Gathering Information on a Target

Introduction to OSINT

Information gathering is critical to penetration testing in the field of cybersecurity. Knowledge is power; therefore, a good pentester should know how to perform reconnaissance activities and be able to glean important information from what is gathered. The most accessible process is known as Open Source Intelligence (OSINT), which involves information gathering from public sources. If you’ve ever received a call from an unknown number and saved that number in order to check the associated WhatsApp account profile, then congratulations, you’ve employed the use of a basic OSINT technique.
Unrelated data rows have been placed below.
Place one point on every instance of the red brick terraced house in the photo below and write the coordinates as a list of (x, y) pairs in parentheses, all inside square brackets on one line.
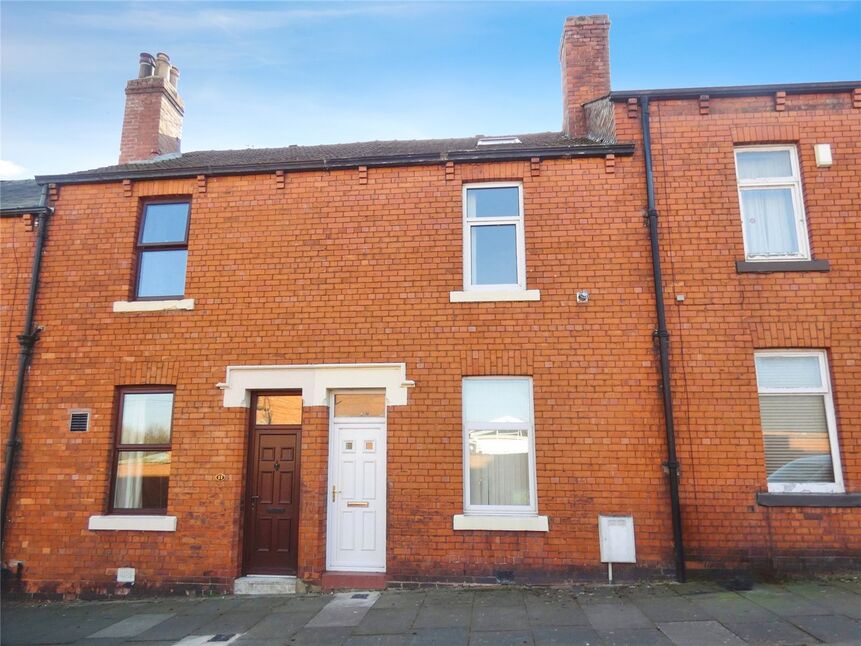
[(632, 342)]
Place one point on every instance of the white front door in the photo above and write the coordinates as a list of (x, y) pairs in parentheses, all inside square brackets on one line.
[(356, 537)]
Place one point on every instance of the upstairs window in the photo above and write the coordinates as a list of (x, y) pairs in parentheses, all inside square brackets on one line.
[(162, 250), (798, 423), (772, 209), (142, 451), (493, 241)]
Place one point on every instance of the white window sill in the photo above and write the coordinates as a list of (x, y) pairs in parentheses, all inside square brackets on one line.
[(799, 487), (491, 295), (154, 306), (133, 523), (502, 523)]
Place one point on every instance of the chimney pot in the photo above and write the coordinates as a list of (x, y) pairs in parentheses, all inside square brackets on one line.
[(147, 65), (162, 65), (585, 59)]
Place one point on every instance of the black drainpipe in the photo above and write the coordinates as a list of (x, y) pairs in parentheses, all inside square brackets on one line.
[(663, 336), (27, 341)]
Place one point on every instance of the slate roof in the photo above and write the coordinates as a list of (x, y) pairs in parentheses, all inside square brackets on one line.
[(19, 194), (340, 155)]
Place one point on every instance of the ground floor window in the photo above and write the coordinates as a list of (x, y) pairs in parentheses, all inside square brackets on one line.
[(798, 422), (142, 450), (499, 445)]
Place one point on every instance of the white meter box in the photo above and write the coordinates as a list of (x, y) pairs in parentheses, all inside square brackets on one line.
[(616, 535)]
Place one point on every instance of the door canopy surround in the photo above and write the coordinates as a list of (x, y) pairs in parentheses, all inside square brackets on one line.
[(316, 381)]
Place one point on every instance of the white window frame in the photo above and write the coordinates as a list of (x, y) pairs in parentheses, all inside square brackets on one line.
[(519, 235), (830, 419), (500, 510), (793, 183)]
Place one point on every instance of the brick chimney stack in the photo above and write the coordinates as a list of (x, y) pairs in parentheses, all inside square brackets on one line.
[(585, 58), (152, 124)]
The OSINT process is used in many fields of life. A few scenarios are:

• Journalists write news reports using anonymous tips and perform Google reverse image searches on images they’ve been sent.
• Cybercriminals search for people to scam by looking through their Facebook and Instagram post history.
• Students in academia work on their various research projects or theses.
• Employers look for new recruits and perform background checks by accessing public records and social media accounts.
• Law enforcement works on criminal cases. For example, a criminal’s phone may be confiscated, and all the unsaved numbers on it may be passed through phone books and matched against social media accounts.

The sources of data for OSINT are tremendous, covering satellite imagery, public court records, social media posts, videos on anonymous image boards, threads on specialist forums, news articles, data leaks, website history, IP registration data, open directories, and many more.